Pipeline fastqc.py

Author:

Stephen Sansom

Release:

$Id$

Date:

Apr 28, 2026

Tags:

Python

Overview

The pipeline runs the FASTQC quality control tool and post-processes the output for downstream-visualisation.

Configuration

The pipeline requires a configured pipeline_fastqc.yml file.
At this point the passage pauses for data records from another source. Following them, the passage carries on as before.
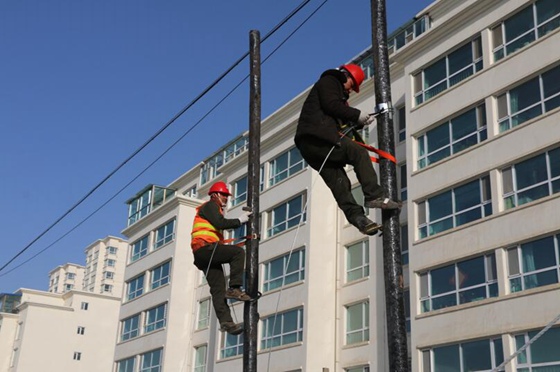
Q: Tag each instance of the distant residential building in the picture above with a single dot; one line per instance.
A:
(476, 109)
(104, 269)
(71, 331)
(73, 326)
(66, 277)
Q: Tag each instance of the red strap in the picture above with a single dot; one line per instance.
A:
(240, 244)
(383, 154)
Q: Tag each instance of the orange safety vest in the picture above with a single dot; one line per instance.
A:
(203, 232)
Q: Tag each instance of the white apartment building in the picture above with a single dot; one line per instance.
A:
(71, 331)
(475, 89)
(66, 329)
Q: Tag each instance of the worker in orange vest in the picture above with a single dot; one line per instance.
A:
(210, 253)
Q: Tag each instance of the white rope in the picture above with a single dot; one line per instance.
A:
(527, 344)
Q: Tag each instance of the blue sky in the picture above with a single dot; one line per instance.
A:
(83, 84)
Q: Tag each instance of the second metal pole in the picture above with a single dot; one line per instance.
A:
(394, 304)
(251, 315)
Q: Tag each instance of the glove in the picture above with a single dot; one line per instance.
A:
(244, 217)
(364, 118)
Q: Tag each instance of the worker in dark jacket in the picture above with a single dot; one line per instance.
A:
(317, 137)
(209, 254)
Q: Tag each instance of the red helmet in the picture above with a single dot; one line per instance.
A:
(356, 73)
(220, 187)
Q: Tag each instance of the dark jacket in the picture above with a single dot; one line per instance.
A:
(324, 108)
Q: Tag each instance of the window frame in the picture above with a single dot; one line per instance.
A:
(294, 164)
(363, 268)
(268, 281)
(428, 227)
(164, 234)
(490, 284)
(160, 320)
(447, 148)
(511, 198)
(363, 330)
(269, 328)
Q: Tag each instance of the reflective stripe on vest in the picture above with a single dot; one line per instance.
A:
(203, 232)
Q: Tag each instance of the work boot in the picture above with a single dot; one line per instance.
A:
(237, 294)
(231, 328)
(367, 226)
(383, 203)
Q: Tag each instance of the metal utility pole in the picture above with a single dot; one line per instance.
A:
(394, 304)
(251, 315)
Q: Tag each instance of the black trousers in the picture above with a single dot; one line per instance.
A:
(209, 259)
(315, 151)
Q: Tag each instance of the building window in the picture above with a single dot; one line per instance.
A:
(200, 358)
(160, 275)
(147, 200)
(139, 248)
(155, 318)
(357, 261)
(239, 191)
(135, 287)
(543, 354)
(232, 345)
(126, 365)
(534, 264)
(130, 327)
(110, 263)
(357, 369)
(453, 136)
(529, 100)
(191, 192)
(455, 207)
(480, 355)
(463, 282)
(285, 165)
(403, 182)
(358, 195)
(203, 314)
(448, 71)
(239, 234)
(164, 234)
(357, 323)
(531, 179)
(151, 361)
(406, 300)
(524, 27)
(284, 270)
(282, 329)
(286, 215)
(401, 122)
(404, 244)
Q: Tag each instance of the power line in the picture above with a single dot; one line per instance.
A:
(154, 136)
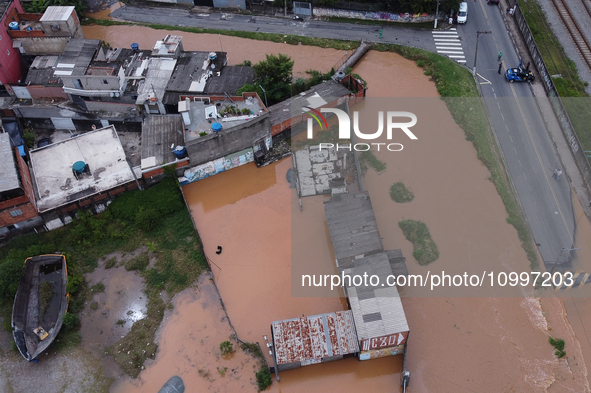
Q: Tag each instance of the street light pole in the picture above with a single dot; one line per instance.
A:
(478, 33)
(436, 12)
(265, 95)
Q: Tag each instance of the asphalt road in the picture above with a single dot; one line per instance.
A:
(525, 143)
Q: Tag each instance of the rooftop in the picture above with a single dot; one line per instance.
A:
(168, 46)
(314, 97)
(200, 115)
(41, 72)
(193, 69)
(157, 77)
(353, 228)
(8, 172)
(309, 339)
(77, 56)
(377, 311)
(57, 13)
(160, 135)
(52, 168)
(318, 171)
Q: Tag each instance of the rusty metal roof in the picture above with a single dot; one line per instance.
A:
(314, 337)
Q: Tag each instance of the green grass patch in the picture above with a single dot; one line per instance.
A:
(459, 91)
(425, 250)
(226, 347)
(568, 84)
(138, 263)
(400, 194)
(558, 345)
(368, 159)
(253, 348)
(164, 222)
(111, 263)
(263, 378)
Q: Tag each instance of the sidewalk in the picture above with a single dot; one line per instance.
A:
(570, 167)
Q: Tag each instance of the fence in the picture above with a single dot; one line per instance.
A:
(554, 99)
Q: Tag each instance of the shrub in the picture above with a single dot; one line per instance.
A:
(416, 232)
(400, 194)
(263, 378)
(70, 321)
(226, 347)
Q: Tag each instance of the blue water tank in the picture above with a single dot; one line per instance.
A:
(180, 151)
(79, 166)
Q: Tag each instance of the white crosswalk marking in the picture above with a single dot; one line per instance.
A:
(448, 43)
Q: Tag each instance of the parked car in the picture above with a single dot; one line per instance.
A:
(463, 13)
(519, 75)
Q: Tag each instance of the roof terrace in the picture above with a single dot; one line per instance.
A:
(200, 113)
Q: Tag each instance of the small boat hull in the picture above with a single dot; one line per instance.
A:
(174, 385)
(40, 304)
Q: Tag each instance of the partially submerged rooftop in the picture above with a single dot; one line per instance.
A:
(193, 69)
(41, 72)
(8, 171)
(353, 227)
(53, 173)
(308, 340)
(377, 311)
(315, 97)
(160, 135)
(199, 115)
(157, 77)
(77, 56)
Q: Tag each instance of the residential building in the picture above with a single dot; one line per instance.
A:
(43, 34)
(10, 61)
(17, 202)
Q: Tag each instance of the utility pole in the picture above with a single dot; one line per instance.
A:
(478, 33)
(436, 12)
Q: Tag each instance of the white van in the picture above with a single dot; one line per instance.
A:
(463, 13)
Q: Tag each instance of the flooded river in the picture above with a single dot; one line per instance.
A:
(457, 344)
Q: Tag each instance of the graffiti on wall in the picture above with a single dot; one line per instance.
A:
(217, 166)
(373, 15)
(380, 353)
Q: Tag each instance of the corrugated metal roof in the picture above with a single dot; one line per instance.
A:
(8, 171)
(352, 226)
(377, 311)
(314, 337)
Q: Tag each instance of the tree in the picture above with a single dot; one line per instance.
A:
(275, 75)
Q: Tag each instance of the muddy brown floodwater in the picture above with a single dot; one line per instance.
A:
(238, 49)
(457, 344)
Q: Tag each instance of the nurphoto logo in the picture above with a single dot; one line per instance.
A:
(345, 128)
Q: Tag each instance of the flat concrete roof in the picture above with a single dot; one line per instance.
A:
(8, 172)
(160, 135)
(199, 110)
(52, 168)
(57, 13)
(157, 77)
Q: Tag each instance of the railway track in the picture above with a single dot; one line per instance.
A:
(574, 29)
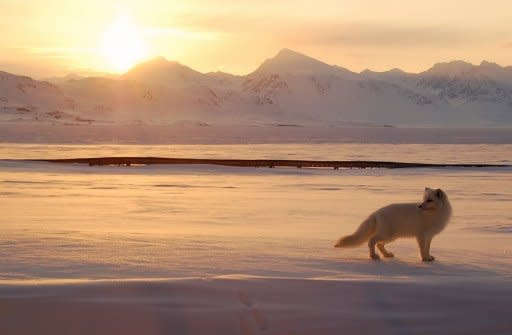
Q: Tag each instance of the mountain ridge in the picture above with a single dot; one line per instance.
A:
(288, 88)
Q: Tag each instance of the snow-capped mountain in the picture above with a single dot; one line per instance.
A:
(288, 88)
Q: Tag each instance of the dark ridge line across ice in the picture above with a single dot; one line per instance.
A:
(271, 163)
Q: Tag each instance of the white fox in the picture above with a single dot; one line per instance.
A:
(422, 221)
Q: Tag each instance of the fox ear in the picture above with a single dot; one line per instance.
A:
(439, 193)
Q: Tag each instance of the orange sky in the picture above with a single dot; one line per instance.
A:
(55, 37)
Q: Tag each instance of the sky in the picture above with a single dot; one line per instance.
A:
(46, 38)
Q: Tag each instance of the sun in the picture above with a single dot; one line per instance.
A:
(122, 45)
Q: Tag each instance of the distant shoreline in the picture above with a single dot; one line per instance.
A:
(245, 134)
(269, 163)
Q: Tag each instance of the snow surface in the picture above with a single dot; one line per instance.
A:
(218, 250)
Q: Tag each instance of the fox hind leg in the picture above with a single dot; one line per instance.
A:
(371, 245)
(383, 250)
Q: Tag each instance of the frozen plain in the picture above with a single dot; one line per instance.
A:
(210, 250)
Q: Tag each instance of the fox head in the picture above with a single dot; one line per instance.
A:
(433, 199)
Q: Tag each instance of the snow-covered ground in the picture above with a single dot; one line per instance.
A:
(217, 250)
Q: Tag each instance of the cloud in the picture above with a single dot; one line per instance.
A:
(302, 31)
(383, 35)
(181, 33)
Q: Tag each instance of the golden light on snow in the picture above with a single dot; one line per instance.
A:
(123, 45)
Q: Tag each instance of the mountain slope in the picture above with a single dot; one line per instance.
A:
(288, 88)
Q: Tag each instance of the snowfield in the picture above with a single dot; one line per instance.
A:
(218, 250)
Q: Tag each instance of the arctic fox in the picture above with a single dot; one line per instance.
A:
(422, 221)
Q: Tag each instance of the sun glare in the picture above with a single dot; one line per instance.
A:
(122, 45)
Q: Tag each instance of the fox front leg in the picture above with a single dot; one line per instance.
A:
(424, 246)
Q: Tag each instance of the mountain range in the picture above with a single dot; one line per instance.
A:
(290, 88)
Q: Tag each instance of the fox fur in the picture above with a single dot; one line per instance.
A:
(421, 221)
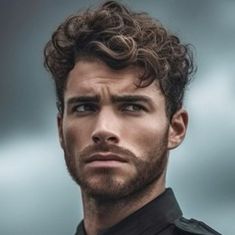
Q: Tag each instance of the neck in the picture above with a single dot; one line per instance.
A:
(102, 214)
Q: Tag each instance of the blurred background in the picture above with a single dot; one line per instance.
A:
(37, 196)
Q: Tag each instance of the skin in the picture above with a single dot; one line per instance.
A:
(138, 131)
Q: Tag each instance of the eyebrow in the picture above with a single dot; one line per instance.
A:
(114, 99)
(78, 99)
(130, 98)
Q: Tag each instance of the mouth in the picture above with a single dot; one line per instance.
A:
(105, 160)
(105, 157)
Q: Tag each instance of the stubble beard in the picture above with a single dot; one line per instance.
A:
(148, 169)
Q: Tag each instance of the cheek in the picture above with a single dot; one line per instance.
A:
(141, 137)
(75, 136)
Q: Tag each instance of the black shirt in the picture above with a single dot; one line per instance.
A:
(162, 216)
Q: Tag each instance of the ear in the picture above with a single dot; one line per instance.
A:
(60, 128)
(178, 127)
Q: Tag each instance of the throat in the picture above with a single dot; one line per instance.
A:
(101, 214)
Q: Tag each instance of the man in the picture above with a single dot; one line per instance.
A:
(120, 78)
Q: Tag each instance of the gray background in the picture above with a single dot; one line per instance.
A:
(37, 196)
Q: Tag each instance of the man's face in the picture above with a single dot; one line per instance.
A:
(115, 136)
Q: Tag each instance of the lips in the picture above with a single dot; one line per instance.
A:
(105, 157)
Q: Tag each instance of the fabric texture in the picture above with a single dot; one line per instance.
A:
(162, 216)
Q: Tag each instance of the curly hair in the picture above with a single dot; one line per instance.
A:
(119, 37)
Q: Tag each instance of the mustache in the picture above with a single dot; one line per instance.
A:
(85, 154)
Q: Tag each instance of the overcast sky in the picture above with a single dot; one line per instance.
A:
(37, 195)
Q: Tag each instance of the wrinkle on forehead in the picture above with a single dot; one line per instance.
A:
(94, 76)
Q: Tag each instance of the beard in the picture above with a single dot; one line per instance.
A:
(104, 184)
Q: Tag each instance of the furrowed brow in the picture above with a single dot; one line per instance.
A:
(130, 98)
(78, 99)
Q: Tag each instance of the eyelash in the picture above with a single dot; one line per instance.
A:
(94, 108)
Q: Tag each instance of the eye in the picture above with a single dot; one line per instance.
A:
(84, 108)
(133, 108)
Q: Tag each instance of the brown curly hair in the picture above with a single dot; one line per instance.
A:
(120, 38)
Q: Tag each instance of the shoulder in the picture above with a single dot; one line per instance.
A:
(194, 227)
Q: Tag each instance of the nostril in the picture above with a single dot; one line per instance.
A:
(96, 139)
(112, 139)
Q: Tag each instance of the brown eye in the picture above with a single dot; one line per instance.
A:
(83, 108)
(133, 108)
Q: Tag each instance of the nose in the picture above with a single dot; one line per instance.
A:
(106, 129)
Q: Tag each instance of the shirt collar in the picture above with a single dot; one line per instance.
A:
(154, 216)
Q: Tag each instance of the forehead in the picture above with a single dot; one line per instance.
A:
(92, 77)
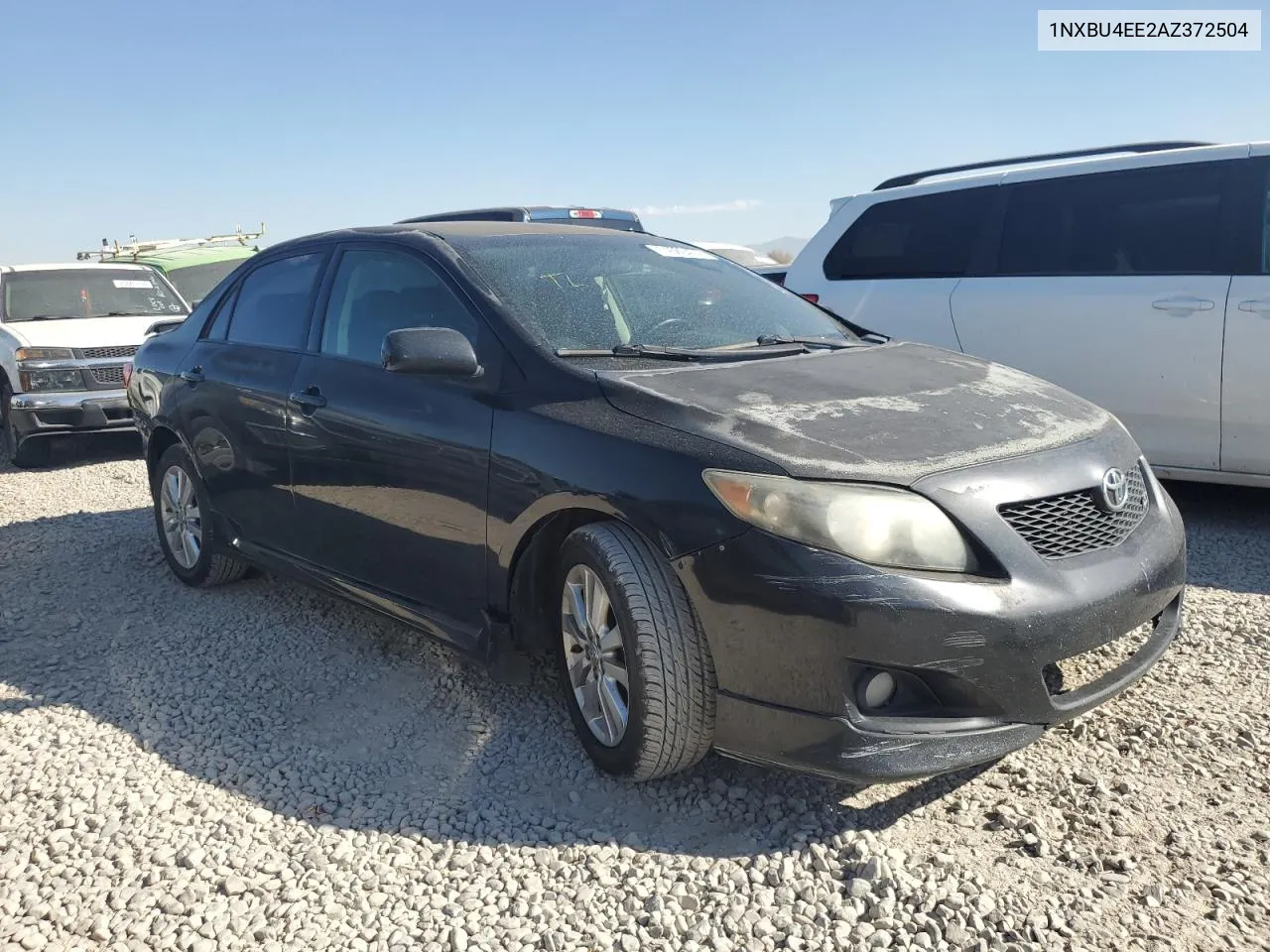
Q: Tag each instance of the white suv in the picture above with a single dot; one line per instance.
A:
(66, 331)
(1141, 282)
A default configuration file can be generated by executing:

txseq fastqc config

Inputs

The pipeline requires the following inputs

  1. samples.tsv: see Configuration files

  2. libraries.tsv: see :doc: Configuration files<configuration>

Requirements

The following software is required:

  1. FastQC

Output files

The pipeline produces the following outputs:

  1. fastqc results: for each FASTQ file in the “fastqc.dir” sub-folder

  2. An sqlite database: in a file named “csvdb” which contain summary tables of the fastqc results e.g. for plotting in R.

Note

For quick visualations of the fastqc results it is recommended to use MultiQC.

Code

txseq.pipeline_fastqc.buildFastQCSummaryStatus(infiles, outfile)

load FastQC status summaries into a single table.

txseq.pipeline_fastqc.loadFastQC(infile, outfile)

load FASTQC stats into database.

txseq.pipeline_fastqc.loadMetadata(infile, outfile)

load the sample and fastq table into the database